Les décisions de ce comité devront être endossées par le Conseil des gouverneurs de la BCE, ou renégociées. Des dispositions précises ont été énoncées afin de permettre aux pays hors zone euro participant à l'union bancaire, d'être traités sur un pied d'égalité avec les autres. Ces pays disposeront notamment d'un droit de retrait, si le Conseil des gouverneurs émet une objection sur un projet de décision du comité unique.

SRM. La participation au mécanisme unique de résolution bancaire (SRM), qui verra le jour en 2015, est obligatoire pour tous les pays participant au mécanisme SSM. Basé à Bruxelles, un comité unique de résolution réunira les autorités nationales compétentes.

Cette autorité européenne sera chargée de préparer les plans de résolution des groupes bancaires européens transfrontaliers directement supervisés par la BCE. Elle disposera d'un pouvoir d'évocation sur toutes les banques de l'Eurozone, même si les établissements locaux resteront dans le giron des autorités nationales. En cas de défaillance bancaire, il reviendra aux autorités nationales de mettre en œuvre le plan de résolution conformément aux législations nationales.

Reposant les 8 premières années sur un accord intergouvernemental, un Fonds unique de résolution (SRF) verra le jour en 2016 et sera doté, à l'horizon 2023, d'une capacité d'intervention de 55 milliards € (1% des dépôts couverts) prélevés sur l'industrie bancaire.
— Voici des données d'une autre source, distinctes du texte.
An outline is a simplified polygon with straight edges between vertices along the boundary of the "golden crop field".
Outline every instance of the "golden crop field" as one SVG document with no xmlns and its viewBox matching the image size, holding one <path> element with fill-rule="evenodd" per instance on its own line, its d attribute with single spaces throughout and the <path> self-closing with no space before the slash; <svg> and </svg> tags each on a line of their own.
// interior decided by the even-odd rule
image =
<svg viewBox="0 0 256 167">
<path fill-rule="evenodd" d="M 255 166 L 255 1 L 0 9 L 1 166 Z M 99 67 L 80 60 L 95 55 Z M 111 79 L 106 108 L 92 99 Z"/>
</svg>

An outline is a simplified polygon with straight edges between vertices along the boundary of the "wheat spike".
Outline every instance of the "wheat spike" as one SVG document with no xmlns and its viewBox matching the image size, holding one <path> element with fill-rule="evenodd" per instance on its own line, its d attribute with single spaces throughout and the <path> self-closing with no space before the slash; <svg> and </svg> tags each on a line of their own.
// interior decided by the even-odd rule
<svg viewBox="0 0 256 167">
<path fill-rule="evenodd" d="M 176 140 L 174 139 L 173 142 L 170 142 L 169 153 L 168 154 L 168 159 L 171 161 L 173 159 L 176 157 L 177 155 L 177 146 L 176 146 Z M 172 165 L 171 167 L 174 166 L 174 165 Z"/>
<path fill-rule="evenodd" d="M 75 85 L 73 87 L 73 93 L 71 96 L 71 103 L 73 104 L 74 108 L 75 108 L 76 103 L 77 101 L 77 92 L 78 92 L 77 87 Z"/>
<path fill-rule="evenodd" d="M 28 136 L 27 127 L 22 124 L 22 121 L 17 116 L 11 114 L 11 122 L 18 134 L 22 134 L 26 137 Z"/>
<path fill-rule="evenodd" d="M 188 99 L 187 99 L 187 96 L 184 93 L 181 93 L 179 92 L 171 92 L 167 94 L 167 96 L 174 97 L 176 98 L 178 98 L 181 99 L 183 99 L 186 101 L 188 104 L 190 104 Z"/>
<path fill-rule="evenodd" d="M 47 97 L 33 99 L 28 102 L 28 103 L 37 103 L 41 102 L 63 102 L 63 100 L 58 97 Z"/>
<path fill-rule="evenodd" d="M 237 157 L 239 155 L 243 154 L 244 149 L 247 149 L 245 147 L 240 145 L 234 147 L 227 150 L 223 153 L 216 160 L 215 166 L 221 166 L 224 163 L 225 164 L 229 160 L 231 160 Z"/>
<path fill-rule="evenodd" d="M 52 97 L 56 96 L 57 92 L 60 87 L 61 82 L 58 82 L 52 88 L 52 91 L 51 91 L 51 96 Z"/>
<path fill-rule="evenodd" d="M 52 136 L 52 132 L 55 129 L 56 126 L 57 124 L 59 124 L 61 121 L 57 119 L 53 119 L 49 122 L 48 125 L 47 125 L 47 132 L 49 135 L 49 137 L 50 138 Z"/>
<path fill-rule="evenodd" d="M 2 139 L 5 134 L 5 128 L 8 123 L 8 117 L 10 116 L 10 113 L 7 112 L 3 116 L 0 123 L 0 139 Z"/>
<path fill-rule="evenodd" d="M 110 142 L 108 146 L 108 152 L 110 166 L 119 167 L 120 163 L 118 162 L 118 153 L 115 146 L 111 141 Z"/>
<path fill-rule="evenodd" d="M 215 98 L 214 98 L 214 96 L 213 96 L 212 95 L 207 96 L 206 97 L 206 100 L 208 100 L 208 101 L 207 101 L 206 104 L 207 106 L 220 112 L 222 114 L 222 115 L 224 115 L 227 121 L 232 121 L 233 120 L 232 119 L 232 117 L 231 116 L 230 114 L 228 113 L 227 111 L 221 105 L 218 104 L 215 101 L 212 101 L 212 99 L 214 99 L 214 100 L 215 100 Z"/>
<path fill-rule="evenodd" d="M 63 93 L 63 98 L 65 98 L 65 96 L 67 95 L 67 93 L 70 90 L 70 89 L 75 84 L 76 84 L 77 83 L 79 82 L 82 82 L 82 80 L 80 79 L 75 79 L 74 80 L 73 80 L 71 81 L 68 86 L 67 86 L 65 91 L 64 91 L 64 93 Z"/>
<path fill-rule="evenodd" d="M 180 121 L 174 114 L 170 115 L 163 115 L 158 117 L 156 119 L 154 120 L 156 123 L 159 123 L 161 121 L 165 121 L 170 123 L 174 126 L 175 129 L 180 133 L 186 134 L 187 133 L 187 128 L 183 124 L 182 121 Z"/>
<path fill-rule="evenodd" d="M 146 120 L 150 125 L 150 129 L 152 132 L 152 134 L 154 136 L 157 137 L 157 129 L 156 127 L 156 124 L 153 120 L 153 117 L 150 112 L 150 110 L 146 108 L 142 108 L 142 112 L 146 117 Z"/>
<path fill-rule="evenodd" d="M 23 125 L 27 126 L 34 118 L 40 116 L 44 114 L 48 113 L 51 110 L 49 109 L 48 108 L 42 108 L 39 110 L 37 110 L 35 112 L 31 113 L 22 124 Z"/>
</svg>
Les contributions des banques seront d'abord allouées à des compartiments nationaux créés au sein du Fonds, eux-mêmes progressivement mutualisés après une période transitoire de 8 ans (40% en 2016, 60% en 2017, 10% supplémentaires pour les années suivantes).

Afin d'asseoir la crédibilité du mécanisme SRM, le Fonds sera en mesure d'emprunter sur les marchés. Et les pays de l'Eurozone ont pris l'engagement de constituer un filet de sécurité ('backstop') conjoint d'ici à 2016. Mais l'Allemagne refuse que le Mécanisme européen de stabilité (MES), le fonds de sauvetage permanent de la zone euro, joue un rôle spécifique en la matière.

Le pouvoir d'identifier une banque défaillante reviendra principalement à la BCE. En règle générale, la Commission européenne sera l'institution qui validera les plans de résolution concoctés par le comité unique. Le Conseil pourra uniquement émettre une objection à un projet de plan, notamment lorsque la Commission révise à la hausse la mobilisation envisagée du Fonds SRF. La validation d'un plan de résolution ne devra pas dépasser 48 heures.

En règle générale, c'est la session exécutive (uniquement les autorités nationales du pays où est implanté un groupe bancaire) du comité unique qui entérinera un plan de résolution. La session plénière sera saisie lorsque, pour un cas individuel, le Fonds SRF sera mobilisé pour plus de 5 milliards d'euros. Une distinction est faite dans la comptabilisation des montants destinés à la recapitalisation ou à la fourniture de liquidité (coefficient 1 pour les fonds propres et 0,5 pour la liquidité). La session plénière est seule habilitée à autoriser le Fonds à emprunter sur les marchés en cas de nécessité.